O Senado Federal aprovou nesta terça-feira (10) o projeto de lei que regula a inteligência artificial (IA) no Brasil. O texto, considerado um marco regulatório para o setor, segue agora para a Câmara dos Deputados. O objetivo é estabelecer regras para o desenvolvimento e o uso de sistemas de IA, com ênfase na proteção dos direitos autorais e na definição de responsabilidades sobre o uso da tecnologia.
Principais pontos do projeto
A proposta aprovada é um substitutivo do senador Eduardo Gomes (PL-TO), que se baseia no Projeto de Lei 2.338/2023, de autoria do presidente do Senado, Rodrigo Pacheco. O texto incorporou contribuições de outras sete propostas legislativas e dezenas de emendas apresentadas por senadores.
O texto exclui os algoritmos de redes sociais da lista de sistemas considerados de alto risco, uma decisão que provocou divergências entre governistas e oposicionistas. No entanto, manteve-se a previsão de proteção dos direitos dos criadores de conteúdo e obras artísticas, o que foi celebrado por artistas e profissionais liberais que acompanharam a votação no Plenário.
Sistemas de alto risco
A legislação divide os sistemas de IA em níveis de risco e estabelece regras específicas para os considerados de “alto risco”. Entre eles, destacam-se:
- Veículos autônomos;
- Controle de trânsito e gestão de água e eletricidade, quando houver risco à integridade física das pessoas;
- Seleção de estudantes para o acesso à educação;
- Tomada de decisões em recrutamento, promoção e demissão de trabalhadores;
- Diagnósticos médicos e controle de fronteiras;
- Reconhecimento de emoções por identificação biométrica.
O uso de câmeras para reconhecimento facial em espaços públicos será permitido apenas para a localização de pessoas desaparecidas, recaptura de fugitivos e investigação de crimes de maior gravidade.
Direitos Autorais e Proteção de Conteúdo
O texto também protege os direitos de criadores de conteúdo e artistas, prevendo que obras protegidas por direitos autorais possam ser usadas em “mineração de textos” para o desenvolvimento de sistemas de IA. Contudo, a utilização deve ocorrer de forma lícita e sem fins comerciais, sendo vedada a reprodução ou disseminação de tais obras.

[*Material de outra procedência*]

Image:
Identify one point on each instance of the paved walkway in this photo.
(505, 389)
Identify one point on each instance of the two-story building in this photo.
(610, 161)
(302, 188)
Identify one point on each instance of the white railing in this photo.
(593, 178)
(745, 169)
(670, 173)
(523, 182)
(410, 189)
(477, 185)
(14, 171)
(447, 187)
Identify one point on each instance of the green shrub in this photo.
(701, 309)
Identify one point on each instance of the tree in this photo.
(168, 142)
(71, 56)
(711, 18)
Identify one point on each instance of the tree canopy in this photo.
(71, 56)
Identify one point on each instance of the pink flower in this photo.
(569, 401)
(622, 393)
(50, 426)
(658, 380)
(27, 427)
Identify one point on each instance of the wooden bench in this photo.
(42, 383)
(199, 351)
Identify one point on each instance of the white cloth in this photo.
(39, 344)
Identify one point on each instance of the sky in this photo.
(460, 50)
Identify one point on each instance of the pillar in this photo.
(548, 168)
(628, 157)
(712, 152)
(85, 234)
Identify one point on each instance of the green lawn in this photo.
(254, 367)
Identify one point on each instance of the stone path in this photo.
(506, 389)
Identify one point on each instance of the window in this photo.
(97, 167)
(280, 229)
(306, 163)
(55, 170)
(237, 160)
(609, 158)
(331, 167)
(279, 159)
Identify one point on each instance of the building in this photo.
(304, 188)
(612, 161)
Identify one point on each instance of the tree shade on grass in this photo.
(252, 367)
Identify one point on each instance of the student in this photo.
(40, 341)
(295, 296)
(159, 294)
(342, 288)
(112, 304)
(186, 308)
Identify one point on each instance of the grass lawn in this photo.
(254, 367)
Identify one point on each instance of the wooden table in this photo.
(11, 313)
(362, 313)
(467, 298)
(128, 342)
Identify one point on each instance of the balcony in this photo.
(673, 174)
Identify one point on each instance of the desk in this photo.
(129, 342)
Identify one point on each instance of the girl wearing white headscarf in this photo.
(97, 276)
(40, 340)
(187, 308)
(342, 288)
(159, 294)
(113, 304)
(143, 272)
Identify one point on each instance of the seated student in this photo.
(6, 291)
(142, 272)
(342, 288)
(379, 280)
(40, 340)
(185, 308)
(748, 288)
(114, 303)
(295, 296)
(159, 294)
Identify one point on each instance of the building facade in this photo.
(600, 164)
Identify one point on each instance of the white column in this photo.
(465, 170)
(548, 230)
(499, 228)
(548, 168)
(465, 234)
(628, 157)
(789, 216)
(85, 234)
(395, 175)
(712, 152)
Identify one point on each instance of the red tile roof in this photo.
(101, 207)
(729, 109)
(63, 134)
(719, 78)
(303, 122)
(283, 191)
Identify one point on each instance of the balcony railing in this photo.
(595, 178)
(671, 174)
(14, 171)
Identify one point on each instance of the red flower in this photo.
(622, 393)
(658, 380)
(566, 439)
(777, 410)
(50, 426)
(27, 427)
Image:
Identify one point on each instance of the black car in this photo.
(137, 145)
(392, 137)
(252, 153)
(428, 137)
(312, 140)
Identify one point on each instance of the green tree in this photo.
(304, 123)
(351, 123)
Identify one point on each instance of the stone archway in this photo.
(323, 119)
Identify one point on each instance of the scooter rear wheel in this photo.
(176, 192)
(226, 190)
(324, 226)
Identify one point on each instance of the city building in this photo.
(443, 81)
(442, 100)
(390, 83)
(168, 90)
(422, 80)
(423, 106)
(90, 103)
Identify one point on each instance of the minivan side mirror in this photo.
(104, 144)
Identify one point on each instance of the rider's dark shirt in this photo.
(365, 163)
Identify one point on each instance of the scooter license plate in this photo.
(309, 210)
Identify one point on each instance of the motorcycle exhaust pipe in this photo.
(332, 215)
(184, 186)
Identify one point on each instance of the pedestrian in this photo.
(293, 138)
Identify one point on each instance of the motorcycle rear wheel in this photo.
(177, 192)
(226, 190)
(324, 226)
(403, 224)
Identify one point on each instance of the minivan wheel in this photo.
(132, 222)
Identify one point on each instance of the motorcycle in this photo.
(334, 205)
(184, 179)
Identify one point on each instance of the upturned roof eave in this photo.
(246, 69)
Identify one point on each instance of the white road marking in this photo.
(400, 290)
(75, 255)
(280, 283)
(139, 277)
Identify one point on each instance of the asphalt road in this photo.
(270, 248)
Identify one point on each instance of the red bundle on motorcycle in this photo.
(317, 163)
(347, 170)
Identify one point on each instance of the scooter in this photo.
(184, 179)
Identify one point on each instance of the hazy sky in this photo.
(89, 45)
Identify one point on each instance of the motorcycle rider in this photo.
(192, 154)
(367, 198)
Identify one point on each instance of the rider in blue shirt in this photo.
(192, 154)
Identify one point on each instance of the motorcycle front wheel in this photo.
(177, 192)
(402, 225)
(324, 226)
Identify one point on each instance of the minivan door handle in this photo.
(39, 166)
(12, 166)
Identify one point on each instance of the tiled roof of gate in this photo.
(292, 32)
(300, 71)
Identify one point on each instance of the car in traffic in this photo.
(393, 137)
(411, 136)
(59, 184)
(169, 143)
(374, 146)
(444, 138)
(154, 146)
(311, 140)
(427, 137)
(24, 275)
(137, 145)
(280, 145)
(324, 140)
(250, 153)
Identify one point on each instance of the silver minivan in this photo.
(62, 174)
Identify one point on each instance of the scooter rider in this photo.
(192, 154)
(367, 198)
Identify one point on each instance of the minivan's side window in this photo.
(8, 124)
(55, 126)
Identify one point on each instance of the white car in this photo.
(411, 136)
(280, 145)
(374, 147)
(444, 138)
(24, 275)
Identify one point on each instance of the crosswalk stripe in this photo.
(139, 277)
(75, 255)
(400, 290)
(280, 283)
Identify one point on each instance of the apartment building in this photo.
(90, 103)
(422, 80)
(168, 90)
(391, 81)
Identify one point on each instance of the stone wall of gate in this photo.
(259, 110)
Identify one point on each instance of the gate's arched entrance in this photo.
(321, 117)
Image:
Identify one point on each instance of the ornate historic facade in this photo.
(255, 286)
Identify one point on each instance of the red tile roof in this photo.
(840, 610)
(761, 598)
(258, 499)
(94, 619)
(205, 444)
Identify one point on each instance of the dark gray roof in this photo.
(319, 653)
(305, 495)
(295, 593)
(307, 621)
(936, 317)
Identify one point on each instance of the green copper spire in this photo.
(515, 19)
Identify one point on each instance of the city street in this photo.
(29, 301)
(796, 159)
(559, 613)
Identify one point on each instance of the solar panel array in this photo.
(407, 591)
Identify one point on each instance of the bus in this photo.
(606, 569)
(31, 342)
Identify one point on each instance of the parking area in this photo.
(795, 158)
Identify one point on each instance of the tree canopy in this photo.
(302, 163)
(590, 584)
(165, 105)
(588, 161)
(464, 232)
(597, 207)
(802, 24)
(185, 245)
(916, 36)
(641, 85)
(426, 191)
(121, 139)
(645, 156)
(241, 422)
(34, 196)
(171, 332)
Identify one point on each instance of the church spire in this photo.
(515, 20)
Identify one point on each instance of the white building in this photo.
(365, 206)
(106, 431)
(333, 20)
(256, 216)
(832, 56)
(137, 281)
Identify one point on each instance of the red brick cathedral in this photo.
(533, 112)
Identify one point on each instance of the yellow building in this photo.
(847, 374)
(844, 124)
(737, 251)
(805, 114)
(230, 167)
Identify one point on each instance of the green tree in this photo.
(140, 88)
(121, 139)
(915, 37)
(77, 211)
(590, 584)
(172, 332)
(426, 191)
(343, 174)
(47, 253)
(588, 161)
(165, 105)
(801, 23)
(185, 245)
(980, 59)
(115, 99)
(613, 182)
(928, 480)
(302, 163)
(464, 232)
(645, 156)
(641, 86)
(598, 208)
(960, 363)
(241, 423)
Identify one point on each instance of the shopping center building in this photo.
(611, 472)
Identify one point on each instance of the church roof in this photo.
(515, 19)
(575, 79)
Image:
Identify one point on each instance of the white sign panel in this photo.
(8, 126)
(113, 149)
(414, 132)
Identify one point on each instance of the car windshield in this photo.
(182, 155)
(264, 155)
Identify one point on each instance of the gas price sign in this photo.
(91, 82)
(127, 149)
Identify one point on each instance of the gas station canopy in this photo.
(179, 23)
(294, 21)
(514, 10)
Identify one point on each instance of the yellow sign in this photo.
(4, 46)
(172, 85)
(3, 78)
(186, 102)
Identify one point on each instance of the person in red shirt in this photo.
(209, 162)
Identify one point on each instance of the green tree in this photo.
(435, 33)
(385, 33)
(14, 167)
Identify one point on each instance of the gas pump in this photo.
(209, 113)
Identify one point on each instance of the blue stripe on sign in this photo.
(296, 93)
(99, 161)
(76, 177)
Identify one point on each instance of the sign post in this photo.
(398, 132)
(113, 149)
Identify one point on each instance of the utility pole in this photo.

Outra novidade é a obrigação de remuneração aos detentores de direitos autorais pelo uso de suas obras em processos de mineração, treinamento e desenvolvimento de sistemas de IA que sejam comercializados.
Criação de órgãos reguladores
O texto prevê a criação do Sistema Nacional de Regulação e Governança de Inteligência Artificial (SIA), que será coordenado pela Autoridade Nacional de Proteção de Dados (ANPD). O SIA contará com a participação de órgãos de autorregulação e certificação, além de conselhos consultivos formados por especialistas e cientistas do setor.
A ANPD terá competência normativa, regulatória e sancionadora para supervisionar a aplicação das normas e impor sanções administrativas. Essas penalidades podem incluir multas de até R$ 50 milhões ou 2% do faturamento bruto do grupo econômico.
Regras para IA Generativa e Propósito Geral
Os sistemas de inteligência artificial generativos e de propósito geral, que produzem conteúdos sintéticos como textos, imagens e vídeos, também terão regras específicas. Esses sistemas deverão conter metadados que identifiquem sua origem e verificar sua autenticidade.
Impacto para o poder público e a sociedade
No setor público, o uso de IA será regulamentado para garantir a rastreabilidade das decisões automatizadas. O texto exige que os sistemas de IA utilizados por órgãos públicos registrem quem os utilizou, com qual finalidade e em que contexto.
Os cidadãos também terão direitos assegurados, como o acesso à explicação e à revisão de decisões automatizadas que tenham impacto jurídico relevante. Ademais, sistemas de reconhecimento biométrico deverão respeitar o direito à não discriminação.
Próximos passos
Com a aprovação no Senado, o projeto de lei será enviado à Câmara dos Deputados, onde poderá ser alterado antes de voltar ao Senado para uma análise final. A expectativa é que a discussão continue intensa, sobretudo em relação à classificação dos sistemas de alto risco e à proteção dos direitos autorais.
Ao comentar o texto, o relator Eduardo Gomes classificou a proposta como “o texto possível” e destacou a necessidade de atualização constante das regras devido à velocidade das inovações tecnológicas. Ele também afirmou que a proposta preserva a liberdade de expressão e o acesso à informação.
A proposta tem vigência prevista para 730 dias após sua publicação, mas algumas regras, como as relativas a direitos autorais, entrarão em vigor em 180 dias. Os próximos passos do projeto serão acompanhados de perto pela sociedade civil, por setores da economia digital e por artistas preocupados com a exploração de suas obras por sistemas de inteligência artificial.